An Egg Harbor Township man who admitted to defrauding a federal program out of $1.3 million was sentenced to 30 months in prison Monday.
Jeremy Earley, 42, who also is listed as living in Lilburn, Ga., pleaded guilty June 1, to one count of engaging in a monetary transaction in criminally derived property.
The case was related to fraudulent applications for the Paycheck Protection Program on behalf of two companies owned by Earley.

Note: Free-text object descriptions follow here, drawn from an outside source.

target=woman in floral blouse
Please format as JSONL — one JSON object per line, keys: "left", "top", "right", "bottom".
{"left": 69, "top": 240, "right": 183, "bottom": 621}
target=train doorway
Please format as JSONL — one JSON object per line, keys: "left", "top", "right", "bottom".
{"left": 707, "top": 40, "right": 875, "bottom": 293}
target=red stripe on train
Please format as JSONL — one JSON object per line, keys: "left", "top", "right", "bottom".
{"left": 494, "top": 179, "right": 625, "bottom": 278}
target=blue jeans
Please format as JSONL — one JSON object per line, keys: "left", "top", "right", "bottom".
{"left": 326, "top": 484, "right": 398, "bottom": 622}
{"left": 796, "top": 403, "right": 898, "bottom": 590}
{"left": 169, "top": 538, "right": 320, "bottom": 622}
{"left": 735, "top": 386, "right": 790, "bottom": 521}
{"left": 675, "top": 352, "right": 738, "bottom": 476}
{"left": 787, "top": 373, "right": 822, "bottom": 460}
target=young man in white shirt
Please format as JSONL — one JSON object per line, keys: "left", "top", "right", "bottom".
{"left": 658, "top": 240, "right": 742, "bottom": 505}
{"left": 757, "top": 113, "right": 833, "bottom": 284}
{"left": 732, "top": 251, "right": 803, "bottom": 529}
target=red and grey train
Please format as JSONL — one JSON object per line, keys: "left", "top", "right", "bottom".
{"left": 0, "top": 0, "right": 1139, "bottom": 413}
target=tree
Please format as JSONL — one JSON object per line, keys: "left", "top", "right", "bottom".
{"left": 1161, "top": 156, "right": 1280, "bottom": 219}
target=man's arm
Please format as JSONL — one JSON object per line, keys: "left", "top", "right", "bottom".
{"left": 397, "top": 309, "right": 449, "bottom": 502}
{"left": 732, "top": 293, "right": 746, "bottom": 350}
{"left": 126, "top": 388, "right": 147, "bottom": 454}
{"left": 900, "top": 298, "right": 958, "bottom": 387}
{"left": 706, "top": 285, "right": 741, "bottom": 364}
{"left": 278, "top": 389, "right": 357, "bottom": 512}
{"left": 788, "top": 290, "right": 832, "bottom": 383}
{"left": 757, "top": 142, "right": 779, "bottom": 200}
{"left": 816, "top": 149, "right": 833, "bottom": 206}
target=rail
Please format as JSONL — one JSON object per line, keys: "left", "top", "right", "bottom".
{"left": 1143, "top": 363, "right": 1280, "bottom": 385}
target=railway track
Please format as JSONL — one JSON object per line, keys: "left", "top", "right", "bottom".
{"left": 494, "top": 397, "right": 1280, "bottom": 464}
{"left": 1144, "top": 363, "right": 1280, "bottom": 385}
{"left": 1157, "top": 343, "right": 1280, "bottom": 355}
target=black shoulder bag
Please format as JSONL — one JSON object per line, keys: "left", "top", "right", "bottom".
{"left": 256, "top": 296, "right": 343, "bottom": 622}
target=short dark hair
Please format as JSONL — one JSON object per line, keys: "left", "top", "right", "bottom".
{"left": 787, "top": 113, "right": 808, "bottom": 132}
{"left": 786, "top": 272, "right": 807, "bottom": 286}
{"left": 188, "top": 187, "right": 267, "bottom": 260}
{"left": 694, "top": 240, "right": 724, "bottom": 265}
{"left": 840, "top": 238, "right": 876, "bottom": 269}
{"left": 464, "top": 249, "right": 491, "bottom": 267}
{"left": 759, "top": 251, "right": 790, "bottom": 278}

His co-defendant, Rhonda Thomas, filed the paperwork on behalf of the businesses, showing dozens of employees and hundreds of thousands of dollars spent monthly on payroll.
But it was all a lie.
The D2R Agency had 17 employees and paid out more than $1.7 million in payroll for 2019, according to IRS paperwork Thomas attached to the approved application for $362,500.
The agency really had just one employee paid minimum wage,
Earley got the money in 2020, and then wrote a check to Thomas for $108,750.
The next year, Thomas again applied for a loan on behalf of another Earley-owned company, More Life Records, with an address in the 2700 block of Fire Road.
This time she wrote that the company paid out $382,400 a month in payroll to 46 employees. The accompanying 2019 IRS filing claimed nearly $4.6 million paid out in wages.
But that company had no employees and paid out nothing, an investigation found.
Earley received that check for $956,250, and then sent three checks to Thomas totaling $286,875.
Thomas, 39, previously pleaded guilty to bank fraud conspiracy and money launder, and was sentenced to five years in federal prison. She is currently in the Federal Correctional Institute in Danbury, Conn., with a release date of July 10, 2027.
Earley got 2½ years. He could have faced a maximum of 10 years in prison.
He also will have three years of supervised release, and must pay restitution of nearly $1.48 million.